Having physical stores also makes a difference. "One of the things [is] when someone goes into one of our stores, we need to understand why they would come into a store rather than shop online. Why? Well, if they come into a store, the reason they do that is to talk to a colleague."

It follows that if that is so, "it becomes very important that our colleagues value the technology as much as our customers", he says.

The Honeybee system is already proving to be a success, said Post. Honeybee is a configuration environment, plus all the API connectivity that Mulesoft gives it and, "It completely crushes the SDLC [Systems development life cycle]."

"It can do very complex integration, very complex customer journey creation, and all the business analysis without a single line of code," he says.

The aim is to get out of the way so that the business analyst in the marketing team can take a "customer journey", build it from scratch, modify it, and not need to talk to IT at all, he says.

The back end has all the IT infrastructure -- security, log-in, etc -- along with, "all of those things that I would expect to have to build a complete solution, and not just a Microsoft application on somebody's desk".

The aim has been to marry the worlds of digital and human, and Post believes that they have created something that is "something quite unique". It's so unique that a telco is currently testing the app, he says.

By employing this technology, Post says, what used to take 10 weeks now takes three.

"We go through a process of looking at your workplace so that we understand your needs and then we use, what we call, the Data Calculator, so we can look at how much data you use," he says. "If you want to see how an iPhone 7 compares with a Samsung Android, it will do the comparison and it will do it with a thousand users of the technology."

It can also be used by Carphone's Sales Operation Platform which, "is really the intelligence that sits behind the platform, the analytics, the coaching.
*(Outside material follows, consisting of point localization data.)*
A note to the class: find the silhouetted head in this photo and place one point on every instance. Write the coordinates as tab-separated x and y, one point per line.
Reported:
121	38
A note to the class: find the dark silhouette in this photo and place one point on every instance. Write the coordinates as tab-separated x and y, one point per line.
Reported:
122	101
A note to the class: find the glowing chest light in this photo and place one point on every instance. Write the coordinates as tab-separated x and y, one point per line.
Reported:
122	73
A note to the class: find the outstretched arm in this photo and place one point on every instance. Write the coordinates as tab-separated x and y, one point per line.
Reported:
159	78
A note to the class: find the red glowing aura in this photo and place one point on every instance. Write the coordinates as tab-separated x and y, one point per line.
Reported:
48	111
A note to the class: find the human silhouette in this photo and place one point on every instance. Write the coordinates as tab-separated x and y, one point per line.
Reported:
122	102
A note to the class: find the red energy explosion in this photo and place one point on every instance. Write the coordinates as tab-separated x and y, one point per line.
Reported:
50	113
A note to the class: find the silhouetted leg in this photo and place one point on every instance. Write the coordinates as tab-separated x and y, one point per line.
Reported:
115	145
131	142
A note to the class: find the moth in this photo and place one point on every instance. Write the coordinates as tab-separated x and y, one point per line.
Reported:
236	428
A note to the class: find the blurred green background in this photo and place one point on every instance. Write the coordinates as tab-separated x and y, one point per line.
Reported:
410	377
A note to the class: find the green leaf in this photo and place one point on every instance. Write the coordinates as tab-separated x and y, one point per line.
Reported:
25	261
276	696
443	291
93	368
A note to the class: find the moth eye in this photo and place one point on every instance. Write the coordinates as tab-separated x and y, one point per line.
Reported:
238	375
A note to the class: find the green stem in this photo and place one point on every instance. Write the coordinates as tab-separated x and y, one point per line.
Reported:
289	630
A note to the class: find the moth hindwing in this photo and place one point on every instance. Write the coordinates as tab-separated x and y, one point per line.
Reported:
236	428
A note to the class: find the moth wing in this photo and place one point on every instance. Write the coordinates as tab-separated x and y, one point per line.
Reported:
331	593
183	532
We track every time you [the user in the store] touch the tablet, every half second across the entire estate," he says.

"So our CEO can log on and see our entire journey and every journey that is occurring in the store and how that journey occurs."

Post believes that as a tool it is now "invaluable".

For example, on the day a new phone is launched, "we can see within half an hour how it's performing. If people are falling out of the journey, how are they falling? Have they bought another handset, is it the network bundle that's wrong? We can track it."

Post believes the new systems have been a success, and says that they have had lots of interest from companies both in Europe and the US, including a US telco.